The ubiquity of high speed connections and effective communication tools means that there are more and more work at home jobs out there.  Unfortunately, this means that there are a lot more scams out there too.  It’s easy to fall for a work at home scam.  All you have to do is spend a few minutes on a work at home board or a classifieds site, and you’ll have lots of work at home scam opportunities put in front of you:

Step 1: Look for Work From Home jobs – all you want to do is work from home, right?

Most scammers advertise their jobs as “work from home” jobs, and are vague about what the job actually entails.  You can be pretty confident of finding scammers if you look for opportunities to make money from home.  All the boring legitimate jobs (the ones that actually require work) advertise for people with certain skills, rather than just pushing the work from home side of things.
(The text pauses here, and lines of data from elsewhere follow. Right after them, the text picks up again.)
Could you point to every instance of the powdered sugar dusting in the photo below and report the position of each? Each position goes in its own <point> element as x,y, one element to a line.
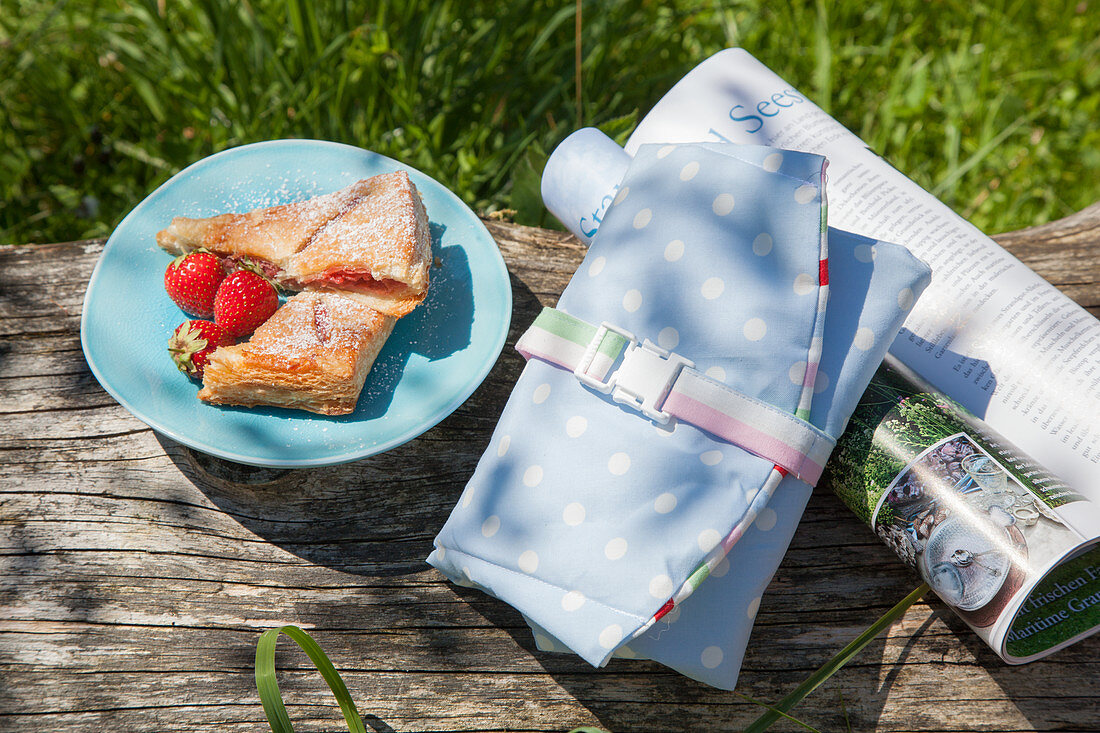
<point>310,323</point>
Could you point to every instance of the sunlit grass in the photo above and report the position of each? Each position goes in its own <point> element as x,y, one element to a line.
<point>993,107</point>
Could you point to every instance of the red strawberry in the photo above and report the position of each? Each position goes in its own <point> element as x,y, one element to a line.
<point>193,342</point>
<point>243,302</point>
<point>191,281</point>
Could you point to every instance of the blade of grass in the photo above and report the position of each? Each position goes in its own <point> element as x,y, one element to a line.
<point>836,663</point>
<point>267,685</point>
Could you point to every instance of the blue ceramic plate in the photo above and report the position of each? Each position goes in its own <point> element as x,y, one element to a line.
<point>435,359</point>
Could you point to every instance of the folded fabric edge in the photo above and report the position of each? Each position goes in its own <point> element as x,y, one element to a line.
<point>482,573</point>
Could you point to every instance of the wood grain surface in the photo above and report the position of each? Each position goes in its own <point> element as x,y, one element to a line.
<point>135,575</point>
Step 2: Jump On an Ad Promising Big Bucks

After all those years slaving away in an office for just barely enough to pay your mortgage and keep your car on the road, I bet you feel like a fool now.  You could have been making thousands every day with just a couple of hours of work per week from the comfort of your own home.  If only you’d known sooner!

Step 3: Paying Money for Training

The guy that knows the secret to making a fortune isn’t just going to give it away!  He needs money from you to prove that you’re serious.  Yes, that makes sense!  It must be legitimate…

Step 4: Ignore The Haters

Your friends aren’t warning you about the scam you’re falling for because they’ve been there before and know it’s fake.  They’re warning you because they’re jealous.  They’re not motivated enough to quit their jobs and think outside the box.  You’ll be laughing at them when you’ve earned megabucks.

Step 5: Chasing The Cash

So, you tried one job and it didn’t work out.  It was the system that was bad. Definitely. You can keep trying, one day you’ll strike it rich.

All of the above, of course, is tongue in cheek.  If you want to work from home then you should prepare yourself for the realities of remote working.  There’s a good chance that you’ll end up doing the same job you’ve always done, only you’ll be using a leased line and relying on the wonders of IP telephony to support your job.  Don’t expect your income to be higher, and don’t expect the work to be easier.  There are perks to working from home, but it’s not a magic bullet for all of your work related problems.